The LOX-cooled chamber we tested at Rotary Rocket (Pc>100bar, thrust ~10
kN) produced phenomenal soot layers, up to 4 mm thick in the chamber
after runs of only a few seconds duration. These were a pain in the neck
during engine teardown and inspection, I was as grubby as a chimney
sweep. The LOX _seriously_ over cooled the chamber, and the soot layer
only made that more so.
It had a transpiration cooled throat using water (predicted heat flux
130 MW/m2) so I don't know what the soot thickness through the throat
and nozzle would have been for a fully regen engine. The injector had no
mixture ratio biasing and no film cooling.

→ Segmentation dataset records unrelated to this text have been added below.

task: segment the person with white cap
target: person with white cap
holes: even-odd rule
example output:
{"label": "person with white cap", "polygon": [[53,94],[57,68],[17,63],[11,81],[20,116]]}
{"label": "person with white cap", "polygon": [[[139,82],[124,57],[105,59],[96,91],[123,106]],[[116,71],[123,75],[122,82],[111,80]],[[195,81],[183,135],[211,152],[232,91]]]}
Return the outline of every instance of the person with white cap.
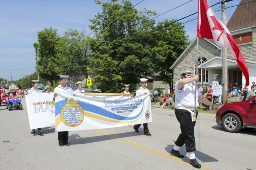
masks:
{"label": "person with white cap", "polygon": [[124,85],[124,91],[123,93],[123,94],[130,94],[129,91],[129,86],[130,85]]}
{"label": "person with white cap", "polygon": [[85,91],[82,88],[82,82],[78,81],[76,83],[77,89],[74,93],[78,96],[85,96]]}
{"label": "person with white cap", "polygon": [[175,112],[176,117],[180,124],[181,133],[176,140],[171,153],[178,157],[184,158],[184,156],[180,153],[179,150],[184,144],[187,151],[189,153],[189,163],[195,168],[200,168],[201,166],[197,162],[195,156],[195,141],[194,127],[196,121],[192,121],[191,115],[194,111],[195,90],[197,90],[195,110],[196,116],[198,113],[198,100],[208,106],[213,106],[216,111],[219,108],[202,95],[199,90],[191,83],[198,80],[199,77],[198,75],[192,77],[191,70],[189,70],[181,71],[180,74],[182,79],[178,81],[175,85],[176,102]]}
{"label": "person with white cap", "polygon": [[[38,86],[38,83],[39,83],[39,80],[32,80],[32,86],[33,87],[30,90],[28,91],[25,94],[27,95],[29,94],[36,94],[36,93],[41,93],[42,91],[37,89],[37,86]],[[34,134],[35,133],[35,129],[33,129],[31,131],[31,134]],[[43,132],[42,131],[41,128],[37,128],[37,133],[38,135],[42,135]]]}
{"label": "person with white cap", "polygon": [[[67,94],[73,95],[76,96],[74,94],[72,89],[67,85],[68,81],[69,76],[61,75],[61,83],[58,86],[54,89],[54,98],[53,100],[55,101],[55,98],[58,96],[57,93],[64,93]],[[64,145],[69,146],[70,143],[69,142],[68,140],[68,131],[58,132],[58,140],[59,140],[59,146],[63,147]]]}
{"label": "person with white cap", "polygon": [[[151,96],[152,94],[150,92],[148,89],[146,87],[148,79],[147,79],[142,78],[140,79],[139,80],[141,81],[141,87],[136,91],[136,95],[135,97],[141,95],[143,94],[148,94],[148,93],[149,94],[150,96]],[[141,124],[139,124],[135,125],[133,126],[133,129],[134,129],[136,132],[139,133],[138,129],[141,125]],[[144,128],[144,134],[148,136],[151,136],[151,134],[149,132],[149,130],[148,128],[148,123],[143,123],[143,127]]]}

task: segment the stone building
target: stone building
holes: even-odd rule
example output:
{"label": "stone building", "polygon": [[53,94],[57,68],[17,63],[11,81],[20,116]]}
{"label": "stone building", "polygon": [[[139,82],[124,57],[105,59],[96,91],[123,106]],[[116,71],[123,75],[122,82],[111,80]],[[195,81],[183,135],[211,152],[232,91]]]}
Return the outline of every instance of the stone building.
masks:
{"label": "stone building", "polygon": [[[256,81],[256,1],[242,0],[227,24],[246,62],[249,71],[249,87]],[[180,79],[180,71],[190,69],[194,75],[197,49],[196,37],[171,66],[174,70],[174,83]],[[221,81],[222,58],[221,48],[213,40],[199,38],[199,83],[211,84],[217,79]],[[245,80],[236,62],[228,50],[228,83],[244,86]]]}

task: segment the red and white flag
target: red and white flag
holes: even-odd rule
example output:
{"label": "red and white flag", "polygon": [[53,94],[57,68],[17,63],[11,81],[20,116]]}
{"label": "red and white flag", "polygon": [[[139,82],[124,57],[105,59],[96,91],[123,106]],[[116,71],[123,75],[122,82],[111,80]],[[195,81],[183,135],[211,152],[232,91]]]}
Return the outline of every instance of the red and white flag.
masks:
{"label": "red and white flag", "polygon": [[206,0],[198,0],[197,36],[213,39],[219,47],[224,47],[232,52],[237,64],[245,78],[245,85],[249,84],[247,64],[233,36],[226,26],[215,16]]}

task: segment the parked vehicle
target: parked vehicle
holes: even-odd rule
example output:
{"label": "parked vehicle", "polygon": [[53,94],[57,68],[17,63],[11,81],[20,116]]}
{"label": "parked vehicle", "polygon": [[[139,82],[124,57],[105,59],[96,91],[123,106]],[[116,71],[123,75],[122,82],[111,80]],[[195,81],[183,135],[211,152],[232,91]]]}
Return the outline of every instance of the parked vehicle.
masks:
{"label": "parked vehicle", "polygon": [[256,96],[247,100],[223,104],[217,112],[216,121],[227,132],[241,128],[256,128]]}
{"label": "parked vehicle", "polygon": [[6,109],[11,110],[12,109],[22,110],[22,104],[21,103],[21,99],[17,98],[16,96],[13,96],[7,100]]}

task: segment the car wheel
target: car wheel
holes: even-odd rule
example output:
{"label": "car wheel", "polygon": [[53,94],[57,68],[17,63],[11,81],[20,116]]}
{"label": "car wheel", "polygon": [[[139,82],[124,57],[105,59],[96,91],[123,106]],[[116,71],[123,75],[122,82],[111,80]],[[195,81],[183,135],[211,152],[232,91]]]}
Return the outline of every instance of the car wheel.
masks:
{"label": "car wheel", "polygon": [[227,131],[237,133],[242,128],[240,119],[234,113],[228,113],[222,118],[222,126]]}
{"label": "car wheel", "polygon": [[8,104],[8,110],[11,110],[11,104]]}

Doug Jones, Chief Test Engineer
XCOR Aerospace
1325 Sabovich
Mojave CA 93501
(661) 824-4714 x117
cell 661 313-0584
On 11/29/2016 12:06 PM, Henry Spencer wrote:
On Tue, 29 Nov 2016, Graham Sortino wrote:
...does anyone have a reference to a paper discussing thermal deposits on Rocket Engine chambers? ...it warrants me understanding it better before I even consider including its effect in thermal calculations.
Schoenman, "LOX/Propane and LOX/Ethanol Combustion Chamber Heat Transfer", JP&P 7.4 (July-Aug 1991) has some discussion of it.
The bad news is that it's almost impossible to calculate how much it will help, or not, because sooting is poorly understood and nobody's got a good handle on predicting it.